Juliette Goiffon et Charles Beauté pointent les zones grises, bugs et aberrations de cette amnésie assumée. Mêlant technologies de pointe et profonds archaïsmes, ils tentent dans un geste désespéré et conscient de graver dans le marbre les impulsions électriques d'une milliseconde. Leurs oeuvres s'interrogent sur ces informations dépassées avant même leur diffusion : ils gravent les cours de la Bourse sur du verre (Le journal des finances du vendredi vingt-huit novembre 2008) ou le top 100 des sites Internet les plus fréquentés sur des plaques de laiton (réalisé en 2012, il est pourtant déjà différent du Top 100 actuel).

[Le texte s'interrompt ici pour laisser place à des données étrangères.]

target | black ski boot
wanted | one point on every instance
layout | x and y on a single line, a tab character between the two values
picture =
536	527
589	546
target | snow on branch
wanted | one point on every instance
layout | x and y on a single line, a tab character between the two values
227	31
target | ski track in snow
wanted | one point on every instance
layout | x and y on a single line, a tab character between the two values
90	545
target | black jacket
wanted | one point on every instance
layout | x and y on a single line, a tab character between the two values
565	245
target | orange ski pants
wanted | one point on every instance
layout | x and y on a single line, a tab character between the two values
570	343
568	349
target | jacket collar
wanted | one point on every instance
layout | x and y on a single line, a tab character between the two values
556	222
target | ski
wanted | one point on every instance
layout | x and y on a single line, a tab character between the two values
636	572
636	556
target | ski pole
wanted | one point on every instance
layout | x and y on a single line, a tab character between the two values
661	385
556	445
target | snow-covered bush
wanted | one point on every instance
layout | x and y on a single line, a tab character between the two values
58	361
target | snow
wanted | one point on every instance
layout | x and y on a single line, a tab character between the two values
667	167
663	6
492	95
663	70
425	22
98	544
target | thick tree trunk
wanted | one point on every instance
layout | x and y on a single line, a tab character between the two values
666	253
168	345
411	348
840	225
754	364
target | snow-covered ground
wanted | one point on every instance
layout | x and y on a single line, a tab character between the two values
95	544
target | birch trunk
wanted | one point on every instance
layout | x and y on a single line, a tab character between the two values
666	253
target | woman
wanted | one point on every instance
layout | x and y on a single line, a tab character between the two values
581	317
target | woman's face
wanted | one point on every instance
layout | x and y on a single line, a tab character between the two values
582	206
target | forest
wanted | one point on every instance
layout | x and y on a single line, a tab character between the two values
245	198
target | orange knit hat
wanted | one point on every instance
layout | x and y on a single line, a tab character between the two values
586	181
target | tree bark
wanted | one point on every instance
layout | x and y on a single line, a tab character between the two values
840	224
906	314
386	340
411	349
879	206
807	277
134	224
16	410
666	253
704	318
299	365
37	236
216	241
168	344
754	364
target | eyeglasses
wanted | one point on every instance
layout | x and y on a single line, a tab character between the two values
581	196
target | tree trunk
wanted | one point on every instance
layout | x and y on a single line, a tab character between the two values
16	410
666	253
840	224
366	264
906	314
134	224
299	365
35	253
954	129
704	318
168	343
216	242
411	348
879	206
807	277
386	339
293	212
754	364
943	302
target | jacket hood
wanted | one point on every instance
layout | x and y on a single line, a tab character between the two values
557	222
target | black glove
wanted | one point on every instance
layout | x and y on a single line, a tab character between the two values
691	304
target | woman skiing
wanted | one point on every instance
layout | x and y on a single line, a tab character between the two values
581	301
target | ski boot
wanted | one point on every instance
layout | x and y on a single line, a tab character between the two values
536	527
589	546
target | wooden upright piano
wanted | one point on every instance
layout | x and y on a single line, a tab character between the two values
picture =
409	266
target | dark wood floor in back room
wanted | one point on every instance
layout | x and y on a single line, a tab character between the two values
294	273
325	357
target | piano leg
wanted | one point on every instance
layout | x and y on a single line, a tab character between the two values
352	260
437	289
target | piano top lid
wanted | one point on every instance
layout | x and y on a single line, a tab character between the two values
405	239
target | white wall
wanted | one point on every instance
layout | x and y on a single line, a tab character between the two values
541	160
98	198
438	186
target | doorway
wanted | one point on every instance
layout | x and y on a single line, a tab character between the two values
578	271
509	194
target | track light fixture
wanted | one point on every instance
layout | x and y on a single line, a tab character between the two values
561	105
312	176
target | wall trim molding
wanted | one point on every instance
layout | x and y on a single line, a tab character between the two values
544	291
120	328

L'Ile de Sable (Sandy Island) est l'emblème de ce flux d'informations massif qu'on finit par accepter sans s'interroger sur sa réalité. Cette île, mentionnée par le capitaine Cook en 1774, fut placée sur toutes les cartes, et jusqu'à Google Earth, entre la Nouvelle Calédonie et l'Australie, dans la mer de Corail. Récemment, une expédition constata qu'il n'y avait en fait qu'un fonds marin, la mention erronée de l'île ayant été reprise mécaniquement. Partant des descriptions et relevés topographiques faux mais bien réels, Juliette Goiffon et Charles Beauté réalisent une maquette qui repose entre deux eaux, au milieu d'un aquarium, en agarose, matériau avec le même indice de réfraction de la lumière que l'eau. L'île apparait et disparait à la manière d'un hologramme.
Ce jeu entre faux-semblants, imaginaire et imprécision scientifique se retrouve dans le moulage de météorite présenté ici : réalisée au musée de minéralogie de MINES ParisTech, à partir d'une pierre tombée en Russie en 1947, cette pièce est destinée à être présentée à la fois comme oeuvre d'art (ici, à Montrouge) et comme fac-similé au musée de minéralogie. Cet objet unique sur terre se retrouve intégré dans un processus de production en série (le moulage), pour être paradoxalement édité à seulement deux exemplaires.
Enfants de Philippe K. Dick et d'Evariste Richer (par PMA, cela va de soi), Goiffon et Beauté brouillent les frontières entre original, copie, production artisanale et haute technologie, édition en série et unicité pour déplacer l'attention sur les nouveaux modes de circulation. Leurs oeuvres, issues d'un processus scientifique, au fini industriel interrogent de l'intérieur l'utopie du progrès. Des facteurs Cheval perdus dans la Silicon Valley.